Le 17 juin 2014
Xenia a fait partie de la sélection officielle du festival de Cannes 2014 dans le cadre de « Un certain regard ». Un film engagé, courageux et une magnifique ode à l’amour fraternel.
- Réalisateur : Pános Koútras
- Acteurs : Kostas Nikouli, Nikos Gelia, Aggelos Papadimitriou
- Genre : Comédie dramatique
- Nationalité : Français, Belge, Grec
- Durée : 2h08min
- Date de sortie : 18 juin 2014
- Festival : Festival de Cannes 2014
L'a vu
Veut le voir
©Katerina Paspalieri
Xenia a fait partie de la sélection officielle du festival de Cannes 2014 dans le cadre de « Un certain regard ». Un film engagé, courageux et une magnifique ode à l’amour fraternel.
L’argument : A la mort de leur mère, Dany et son frère Odysseas, 16 et 18 ans, prennent la route d’Athènes à Thessalonique pour retrouver leur père, un Grec qu’ils n’ont jamais connu. Albanais par leur mère, ils sont étrangers dans leur propre pays et veulent que ce père les reconnaisse pour obtenir la nationalité grecque. Dany et Ody se sont aussi promis de participer à un populaire concours de chant qui pourrait rendre leur vie meilleure. Ce voyage mettra à l’épreuve la force de leurs liens, leur part d’enfance et leur amour des chansons italiennes.

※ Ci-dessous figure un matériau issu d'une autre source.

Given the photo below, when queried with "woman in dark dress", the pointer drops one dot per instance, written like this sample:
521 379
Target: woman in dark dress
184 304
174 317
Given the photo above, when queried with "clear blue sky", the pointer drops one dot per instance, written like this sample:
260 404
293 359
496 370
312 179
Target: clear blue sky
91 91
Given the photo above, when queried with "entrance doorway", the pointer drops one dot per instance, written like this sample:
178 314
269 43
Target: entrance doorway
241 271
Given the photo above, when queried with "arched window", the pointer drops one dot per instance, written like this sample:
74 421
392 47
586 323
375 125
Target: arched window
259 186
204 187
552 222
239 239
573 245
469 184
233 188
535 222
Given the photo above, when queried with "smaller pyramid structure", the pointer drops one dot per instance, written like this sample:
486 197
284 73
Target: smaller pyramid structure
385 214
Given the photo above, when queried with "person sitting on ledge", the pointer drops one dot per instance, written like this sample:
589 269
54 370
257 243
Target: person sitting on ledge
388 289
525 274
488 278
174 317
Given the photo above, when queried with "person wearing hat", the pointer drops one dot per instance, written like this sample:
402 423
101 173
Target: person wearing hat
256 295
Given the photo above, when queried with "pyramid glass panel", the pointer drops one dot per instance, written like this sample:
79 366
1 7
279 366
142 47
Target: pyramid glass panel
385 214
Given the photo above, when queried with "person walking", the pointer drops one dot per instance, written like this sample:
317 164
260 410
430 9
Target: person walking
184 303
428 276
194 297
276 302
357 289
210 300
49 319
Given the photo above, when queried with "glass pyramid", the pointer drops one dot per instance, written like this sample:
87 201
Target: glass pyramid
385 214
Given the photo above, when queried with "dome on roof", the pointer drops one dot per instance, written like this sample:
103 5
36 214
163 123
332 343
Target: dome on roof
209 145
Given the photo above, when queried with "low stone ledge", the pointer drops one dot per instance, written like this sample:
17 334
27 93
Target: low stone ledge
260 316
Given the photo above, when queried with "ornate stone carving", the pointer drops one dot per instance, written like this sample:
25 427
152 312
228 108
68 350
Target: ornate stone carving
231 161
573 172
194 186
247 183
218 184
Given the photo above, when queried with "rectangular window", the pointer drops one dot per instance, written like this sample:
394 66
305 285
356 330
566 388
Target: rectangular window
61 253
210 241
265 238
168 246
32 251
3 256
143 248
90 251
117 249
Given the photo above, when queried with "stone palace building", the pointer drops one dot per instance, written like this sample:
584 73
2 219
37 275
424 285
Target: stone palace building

Notre avis : Comment dire adieu à sa jeunesse ? Le trublion cinéaste grec Panos H. Koutras répond à sa manière, en réalisant un film autour d’une certaine jeunesse grecque abattue par la crise économique et autres crises existentielles. Koutras s’est intéressé tout particulièrement à ces adolescents apatrides ou étrangers, maltraités par un gouvernement grec aux abois et persécutés par les mouvements nationalistes florissants tel le parti néonazi « Aube dorée ». Un parti déchaîné contre toute forme d’immigration et qui de plus se déclare ouvertement antisémite, islamophobe – et bien sûr homophobe. Militant donc pour le « droit du sang » et une « Grèce aux Grecs », sous l’égide exclusive des valeurs chrétiennes orthodoxes. On reconnaît ici même la chanson du Front national sur « les vrais Français »…
©Katerina Paspalieri
C’est sur cet arrière-fond politique que Panos H. Koutras a réalisé un film engagé et très courageux autour de deux jeunes Albanais en mal d’existence en Grèce, pays où ils sont pourtant nés, d’un père grec les ayant abandonnés sans les reconnaître alors qu’ils étaient encore bébés. Après le décès de Jenny, leur mère, immigrée albanaise, dévorée par l’alcool et devenue chanteuse en Grèce, le jeune Dany, 16 ans (ou, plus exactement, « 15 ans, 9 mois et demi » !), au look néo-punk efféminé, tout en mèches peroxydées, piercing aux oreilles, fringues et bracelets fluos, et aux faux airs de Xavier Dolan, quitte la Crète pour rejoindre à Athènes son frère aîné Odysseas (Ody) qui, lui, a presque 18 ans. Dany, homo affirmé, se prostitue à l’occasion pour vivre. Volontiers excentrique, il a toujours des sucettes en bouche et son lapin « Dido » comme compagnon. Son frère Ody, qui travaille dans un fast-food, hétéro convaincu, est, lui, plus calme et réservé. Ils sont tous deux fans de chansons italiennes, notamment celles que chantaient leur mère et Pati Pravo, célèbre diva italienne des années 1970.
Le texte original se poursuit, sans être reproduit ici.